Gemfire records "/proc/stat" steal time in percentages. To give this some perspective, think of a busy grocery store where there are several checkout lanes, of which only a few are open so you have to wait for your turn. Steal time percentage represents the percentage of time your checkout lane is occupied by someone else. The higher the steal time, the longer you wait for resources.

This is of course an oversimplification of the actual process. In reality, scheduling is much more dynamic and is designed to be fair so that every task receives some "cashier time", or CPU time. But imagine that for each item in each customer's cart the cashier rings up one item, saves that progress, then moves to the next customer's item. This process, known as "context switching", allows the CPU to quickly switch between tasks, ensuring all processes receive some attention and prevents any single process from completely monopolizing the CPU. However, in situations like this, if the queue is too long it can feel like there's no progress; causing something that should take sub-milliseconds to process to now take seconds instead.

Resolution

The ideal steal time value depends on the application's SLA (service level agreement), which you establish through monitoring. Generally speaking, the lower the steal time, the better. Ideally, aiming for a zero steal time value would be best and would help prevent applications from failing to meet their SLAs, however, achieving a true zero steal time isn't always realistic.

Here are some guidelines for acceptable steal times in most uses cases:

Below 2%: Ideal - Resulting in minimal impact on application latency and generally acceptable performance.
Between 2% and 5%: Moderate impact - Occasional slowdowns may occur, particularly during peak usage periods. Teams should consider reducing overcommitment or redistributing workloads to improve this behavior.
Above 5%: High impact - Noticeable application latency and possible failures as SLAs and timeouts trigger retries, which can worsen the issue if the abandoned workload is still running and new retries add additional load.
Above 10%: Critical impact - Severe performance issues likely requiring immediate intervention.

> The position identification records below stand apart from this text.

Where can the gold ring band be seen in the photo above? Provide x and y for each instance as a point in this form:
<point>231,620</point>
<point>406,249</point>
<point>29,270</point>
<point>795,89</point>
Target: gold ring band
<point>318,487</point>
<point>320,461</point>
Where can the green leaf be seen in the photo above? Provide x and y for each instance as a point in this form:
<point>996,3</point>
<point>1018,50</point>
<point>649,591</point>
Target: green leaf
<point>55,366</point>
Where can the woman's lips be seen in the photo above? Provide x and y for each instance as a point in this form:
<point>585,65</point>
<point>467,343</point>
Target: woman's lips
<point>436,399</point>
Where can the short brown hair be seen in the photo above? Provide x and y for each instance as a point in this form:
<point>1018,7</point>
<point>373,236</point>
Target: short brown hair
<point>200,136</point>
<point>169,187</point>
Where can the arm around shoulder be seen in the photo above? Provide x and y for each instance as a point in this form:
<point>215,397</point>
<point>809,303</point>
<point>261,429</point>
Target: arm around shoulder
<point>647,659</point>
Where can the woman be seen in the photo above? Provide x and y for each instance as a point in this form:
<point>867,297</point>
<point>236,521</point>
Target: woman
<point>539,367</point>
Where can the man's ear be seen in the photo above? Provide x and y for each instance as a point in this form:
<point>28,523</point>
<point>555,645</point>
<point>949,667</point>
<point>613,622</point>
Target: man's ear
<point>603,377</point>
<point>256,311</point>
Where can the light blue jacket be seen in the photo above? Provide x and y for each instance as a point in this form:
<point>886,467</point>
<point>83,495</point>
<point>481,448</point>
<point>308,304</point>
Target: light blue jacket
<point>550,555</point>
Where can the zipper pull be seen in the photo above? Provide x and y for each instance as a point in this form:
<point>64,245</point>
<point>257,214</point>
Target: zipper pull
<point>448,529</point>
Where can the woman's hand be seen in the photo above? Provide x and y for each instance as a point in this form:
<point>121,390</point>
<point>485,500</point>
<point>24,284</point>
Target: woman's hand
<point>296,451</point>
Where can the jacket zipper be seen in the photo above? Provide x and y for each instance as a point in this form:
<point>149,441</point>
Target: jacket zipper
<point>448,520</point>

Most cloud providers have steal time reporting enabled by default, which simplifies CPU contention monitoring. However, in private cloud environments, such as those running on VMware VSphere, this feature is not enabled automatically. In order to monitor steal time in VSphere teams will need to configure the VM with the below property:

stealclock.enable = "TRUE"

Enabling the above setting ensures accurate tracking of CPU resources and helps to identify and resolve performance issues caused by overcommitted hardware.

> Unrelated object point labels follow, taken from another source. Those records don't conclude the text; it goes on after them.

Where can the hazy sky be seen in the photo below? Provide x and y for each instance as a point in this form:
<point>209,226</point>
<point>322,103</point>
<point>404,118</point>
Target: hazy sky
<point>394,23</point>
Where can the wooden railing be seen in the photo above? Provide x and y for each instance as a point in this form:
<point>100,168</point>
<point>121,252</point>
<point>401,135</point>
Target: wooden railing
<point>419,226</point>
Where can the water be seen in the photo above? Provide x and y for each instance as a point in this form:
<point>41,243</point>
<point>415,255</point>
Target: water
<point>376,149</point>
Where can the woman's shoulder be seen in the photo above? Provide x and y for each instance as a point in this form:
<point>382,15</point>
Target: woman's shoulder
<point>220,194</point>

In addition to this, the most effective way to reduce or eliminate steal time is to ensure a 1-to-1 mapping of vCPUs to physical CPU cores. That is, for every vCPU assigned to a VM there should be a dedicated physical CPU core available. By aligning vCPUs to physical cores on a 1-to-1 basis, you prevent situations where multiple VMs are competing for the same physical CPU resource; which is the primary cause of CPU steal time.

In performance critical situations, it's also recommended to reserve a core specifically for the hypervisor; such as in VMware ESXi. The hypervisor manages the allocation of physical resources to VMs and by reserving a dedicated core for the hypervisor you ensure it has the necessary capacity to efficiently handle scheduling and other management tasks, without being affected by the workload of the VM itself. This reserved hypervisor core will help maintain a consistent performance across all VMs running on the host.

Following these guidelines by enabling steal time monitoring and reserving sufficient capacity for your database will ensure that Gemfire has all the resources it needs to perform optimally. This proactive approach can also significantly reduce the time spent in troubleshooting and root causing should issues arise, and will certainly help teams avoid the frustration of identifying why a database isn't meeting performance expectations. Prioritizing observability and proper resource allocations will also allow your applications to consistently meet their SLAs and deliver reliable, high-performance results.